I was going through looking for comment on charging for estimates and came across this.
There is a tremendous variability for us about volume of calls. Some weeks 100 calls, this week 2. That is quite the range...
As far as how many estimates in a week during the busy season, 40 is quite a few and probably average.
The qualifying and pre-interview for me is critical. I know what we sell and if you aren't looking for us, you will be wasting my time. I give the price for anything that is remotely small over the phone - having well established minimums. I am not retentive about this, but I stick by my guns unless there are extenuating circumstances.
Driving is a waste of time. Line them up well. Confirm them. Show up on time or call. Use email if your client uses it. Communicate clearly (about 30% of people cannot be communicated with effectively no matter how clear you are) Appointments have a MUCH higher probability of closure. I have had secretaries schedule days with high amounts of backtracking.

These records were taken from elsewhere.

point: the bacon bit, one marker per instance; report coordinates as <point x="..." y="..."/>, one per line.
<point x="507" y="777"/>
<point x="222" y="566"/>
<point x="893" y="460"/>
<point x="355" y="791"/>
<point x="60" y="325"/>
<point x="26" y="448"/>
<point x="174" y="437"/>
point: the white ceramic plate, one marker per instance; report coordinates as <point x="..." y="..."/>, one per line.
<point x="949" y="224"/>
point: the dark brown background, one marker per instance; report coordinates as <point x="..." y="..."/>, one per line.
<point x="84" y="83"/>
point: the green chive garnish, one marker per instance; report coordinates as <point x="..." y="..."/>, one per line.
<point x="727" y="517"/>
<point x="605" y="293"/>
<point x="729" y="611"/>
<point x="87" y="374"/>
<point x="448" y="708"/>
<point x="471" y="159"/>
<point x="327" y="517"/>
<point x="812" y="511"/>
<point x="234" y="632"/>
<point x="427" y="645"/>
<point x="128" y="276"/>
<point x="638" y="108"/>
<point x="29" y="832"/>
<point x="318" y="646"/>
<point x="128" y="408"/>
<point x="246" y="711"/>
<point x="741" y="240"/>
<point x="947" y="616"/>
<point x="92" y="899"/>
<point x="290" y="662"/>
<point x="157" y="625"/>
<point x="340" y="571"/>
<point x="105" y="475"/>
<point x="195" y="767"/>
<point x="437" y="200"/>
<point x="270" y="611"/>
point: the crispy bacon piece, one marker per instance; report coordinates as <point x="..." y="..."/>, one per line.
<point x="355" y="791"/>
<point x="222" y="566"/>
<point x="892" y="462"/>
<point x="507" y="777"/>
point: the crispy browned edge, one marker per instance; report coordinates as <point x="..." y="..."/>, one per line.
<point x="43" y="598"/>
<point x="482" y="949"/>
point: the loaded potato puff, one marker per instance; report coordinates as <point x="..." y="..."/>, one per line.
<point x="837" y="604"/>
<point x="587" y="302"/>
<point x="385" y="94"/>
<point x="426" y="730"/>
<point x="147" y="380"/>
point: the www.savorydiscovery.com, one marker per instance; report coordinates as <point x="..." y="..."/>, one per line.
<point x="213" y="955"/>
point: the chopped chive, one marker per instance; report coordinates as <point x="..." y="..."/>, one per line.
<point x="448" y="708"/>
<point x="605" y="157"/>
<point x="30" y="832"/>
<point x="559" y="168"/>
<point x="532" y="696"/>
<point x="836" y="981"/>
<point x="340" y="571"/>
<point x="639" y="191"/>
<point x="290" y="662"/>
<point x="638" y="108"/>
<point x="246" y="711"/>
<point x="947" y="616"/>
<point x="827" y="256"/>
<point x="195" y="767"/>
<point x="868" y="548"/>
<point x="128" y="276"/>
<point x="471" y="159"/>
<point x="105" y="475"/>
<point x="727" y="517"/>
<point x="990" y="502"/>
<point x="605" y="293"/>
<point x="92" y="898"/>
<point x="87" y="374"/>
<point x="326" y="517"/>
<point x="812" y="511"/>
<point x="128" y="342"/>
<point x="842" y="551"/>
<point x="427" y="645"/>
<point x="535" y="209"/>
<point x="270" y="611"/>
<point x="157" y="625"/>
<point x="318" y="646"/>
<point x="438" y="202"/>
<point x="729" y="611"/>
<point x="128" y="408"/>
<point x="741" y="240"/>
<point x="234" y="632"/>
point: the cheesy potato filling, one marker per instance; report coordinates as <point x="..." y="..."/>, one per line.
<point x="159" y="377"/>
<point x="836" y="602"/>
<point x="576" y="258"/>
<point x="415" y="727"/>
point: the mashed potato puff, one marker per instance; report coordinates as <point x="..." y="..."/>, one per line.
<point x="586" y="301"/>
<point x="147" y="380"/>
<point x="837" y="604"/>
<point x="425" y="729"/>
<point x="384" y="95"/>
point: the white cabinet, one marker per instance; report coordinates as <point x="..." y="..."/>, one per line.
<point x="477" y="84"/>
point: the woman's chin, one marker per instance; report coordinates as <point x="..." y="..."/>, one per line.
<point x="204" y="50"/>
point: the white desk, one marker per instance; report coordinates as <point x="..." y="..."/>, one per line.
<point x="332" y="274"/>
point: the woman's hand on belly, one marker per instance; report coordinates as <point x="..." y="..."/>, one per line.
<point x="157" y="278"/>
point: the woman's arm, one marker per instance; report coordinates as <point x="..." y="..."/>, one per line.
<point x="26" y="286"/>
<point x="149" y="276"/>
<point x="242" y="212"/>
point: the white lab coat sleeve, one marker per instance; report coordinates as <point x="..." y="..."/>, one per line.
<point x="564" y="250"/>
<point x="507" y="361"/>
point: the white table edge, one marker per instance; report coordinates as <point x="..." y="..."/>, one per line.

The reason I went looking is exactly what you stated - each estimate takes an hour. 200 estimates X $75 = $15000. Estimating cost for a month. Why exactly do we not charge for estimates? Incidentally, saying there is a charge on the phone tells you whether the potential client is cheap or not. My experience is that they never even ask you how much is the charge. I charge $11 for an estimate to be refunded on the work performed invoice for an "estimate". If you are going to ask me any questions or you aren't sure what to do and need my "professional opinion" the cost is $47 and I am not going to deduct it from the work invoice. I do spend quite a bit of my down time learning as much as I can, so my opinion has some validity - maybe not congruous to everybody else, but my perspective.